Disease worlds models are essential for personalised medicine [Work in progress]

Why are world models exciting in general?

Evolution is a verified method that can create intelligence. To follow the evolutionary path to create a digital intelligent being, we need three essentials: scalable learning algorithms, computing hardware, and an interactive environment that constantly generates new training data. And everything else is just bitter lessons. However, the last essential is the most challenging yet the most ignored research topic of the community. Luckily, recent progress in world models and AI agents has started to attract more and more interest to this difficult problem.

How can world models benefit medicine?

World models might not only be the data engine to power future general AI systems but also a great tool to realise personalised medicine. For example, disease world models should be able to: 1) perform virtual screening to save patients from a preventative perspective; 2) generate virtual personal disease progression trajectories for optimal treatment planning; 3) simulate virtual interventions for helping develop new drugs and planning surgical procedures.

How do we know if we have built a world model for personalised medicine?

A world model should have captured an unparalleled level of detail of the physical world such that the generated artifacts must contain emerging physical properties that are also correct in the physical world and critically significant for clinical purposes. Therefore, toward developing a world model of a disease, the “testing metrics” should be focusing on the artifacts themselves. In the evaluation, we need to look for the emerging properties of the generated medical artifacts. Once the generated medical artifacts satisfy conditions to understand and cure a disease, the system that generates those medical artifacts is a disease world model.

What medical artifacts should we generate?

In history, the emergence of visual intelligence directly led to the Cambrian Explosion. In advancing medicine, medical imaging has also been playing a pivotal role in diagnosis, drug developments and surgery guidance. We should learn from evolution and keep imaging as a centre in the development of world models for diseases. Praticlaly speaking, take the analaogy as the role of videos in the video-based world models for general purposes, that medical imaging can be easily seen as the counterpart in building a disease world model. Especially with the advancement of medical imaging technologies toward micro and smaller scales, different levels of medical scans can help us build a comprehensive disease world model.

Are the current LLM already world models for personalised medicine?

Every day it has become more evident that current LLMs will one day be as good as human doctors at making diagnoses, if enough current clinical representations are embedded and given to the LLMs. However, personalised medicine is far beyond making a diagnosis. Unfortunately, I do not think that the current LLM systems or their future versions are designed for accurate personalised medicine. This is because they can only access sparse and partial clinical representations only in the past, rather than contiously and holistically looking at the whole picture at both the individual and population levels. As a result of the current training pipelines and the current data engineering used to gather the training data, LLMs fundamentally won’t have the ability to generate artifacts that could satisfy the conditions that would make them world models, especially for personalised disease progression and other precision medicine tasks.

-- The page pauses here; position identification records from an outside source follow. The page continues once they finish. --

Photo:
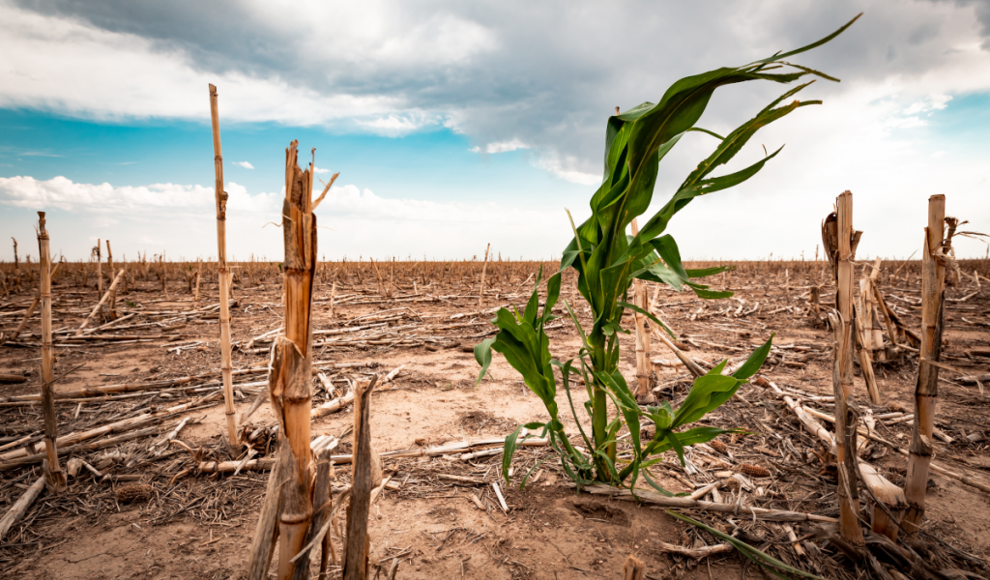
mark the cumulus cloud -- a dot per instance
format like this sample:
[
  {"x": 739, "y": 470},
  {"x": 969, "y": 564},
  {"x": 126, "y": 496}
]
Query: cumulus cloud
[
  {"x": 352, "y": 221},
  {"x": 500, "y": 147},
  {"x": 543, "y": 74},
  {"x": 540, "y": 76},
  {"x": 104, "y": 198}
]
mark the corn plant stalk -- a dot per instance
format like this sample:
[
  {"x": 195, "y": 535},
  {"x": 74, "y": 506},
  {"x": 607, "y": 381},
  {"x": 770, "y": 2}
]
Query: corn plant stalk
[
  {"x": 99, "y": 267},
  {"x": 364, "y": 478},
  {"x": 607, "y": 260},
  {"x": 484, "y": 267},
  {"x": 113, "y": 293},
  {"x": 53, "y": 473},
  {"x": 642, "y": 334},
  {"x": 223, "y": 275},
  {"x": 926, "y": 391},
  {"x": 290, "y": 379}
]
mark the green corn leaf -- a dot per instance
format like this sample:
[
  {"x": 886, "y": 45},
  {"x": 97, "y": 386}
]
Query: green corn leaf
[
  {"x": 649, "y": 480},
  {"x": 677, "y": 446},
  {"x": 687, "y": 438},
  {"x": 755, "y": 360},
  {"x": 717, "y": 369},
  {"x": 707, "y": 394},
  {"x": 483, "y": 354},
  {"x": 705, "y": 272}
]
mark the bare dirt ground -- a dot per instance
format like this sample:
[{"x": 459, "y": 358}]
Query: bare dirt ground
[{"x": 198, "y": 525}]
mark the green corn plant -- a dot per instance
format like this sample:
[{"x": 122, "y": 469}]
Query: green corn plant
[{"x": 607, "y": 260}]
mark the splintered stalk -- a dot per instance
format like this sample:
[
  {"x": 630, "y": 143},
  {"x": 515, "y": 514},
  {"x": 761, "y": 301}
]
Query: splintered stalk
[
  {"x": 926, "y": 391},
  {"x": 642, "y": 335},
  {"x": 842, "y": 377},
  {"x": 289, "y": 382},
  {"x": 53, "y": 473},
  {"x": 224, "y": 275}
]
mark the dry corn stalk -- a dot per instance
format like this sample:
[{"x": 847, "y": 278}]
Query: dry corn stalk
[
  {"x": 53, "y": 473},
  {"x": 290, "y": 379},
  {"x": 842, "y": 377},
  {"x": 223, "y": 274},
  {"x": 926, "y": 391}
]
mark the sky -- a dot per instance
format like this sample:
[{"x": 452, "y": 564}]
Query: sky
[{"x": 455, "y": 125}]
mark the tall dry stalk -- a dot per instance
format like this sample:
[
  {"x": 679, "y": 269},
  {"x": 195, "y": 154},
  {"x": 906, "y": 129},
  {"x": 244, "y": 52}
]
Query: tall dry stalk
[
  {"x": 113, "y": 294},
  {"x": 53, "y": 472},
  {"x": 97, "y": 251},
  {"x": 364, "y": 479},
  {"x": 291, "y": 375},
  {"x": 842, "y": 376},
  {"x": 643, "y": 394},
  {"x": 224, "y": 276},
  {"x": 484, "y": 267},
  {"x": 926, "y": 391},
  {"x": 199, "y": 276}
]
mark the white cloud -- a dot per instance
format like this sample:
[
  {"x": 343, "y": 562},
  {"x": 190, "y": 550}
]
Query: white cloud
[
  {"x": 352, "y": 221},
  {"x": 564, "y": 167},
  {"x": 63, "y": 64},
  {"x": 62, "y": 193},
  {"x": 398, "y": 125},
  {"x": 500, "y": 147}
]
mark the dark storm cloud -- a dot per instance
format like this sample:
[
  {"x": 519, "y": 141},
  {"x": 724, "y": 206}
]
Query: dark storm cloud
[{"x": 546, "y": 73}]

World models vs digital twins

The concept of a digital twin was designed to model the physical world in a more abstract and simplified digital version, relying on structural prior knowledge of the physical world. In contrast, a world model does not require prior knowledge; more correct structural representations of the physical world will emerge from the artifacts generated by the world models. In other words, a world model is a more end-to-end approach to digitally reconstruct the physical world. If the recent deep learning revolution has taught us anything, it’s that end-to-end solutions always win in the end.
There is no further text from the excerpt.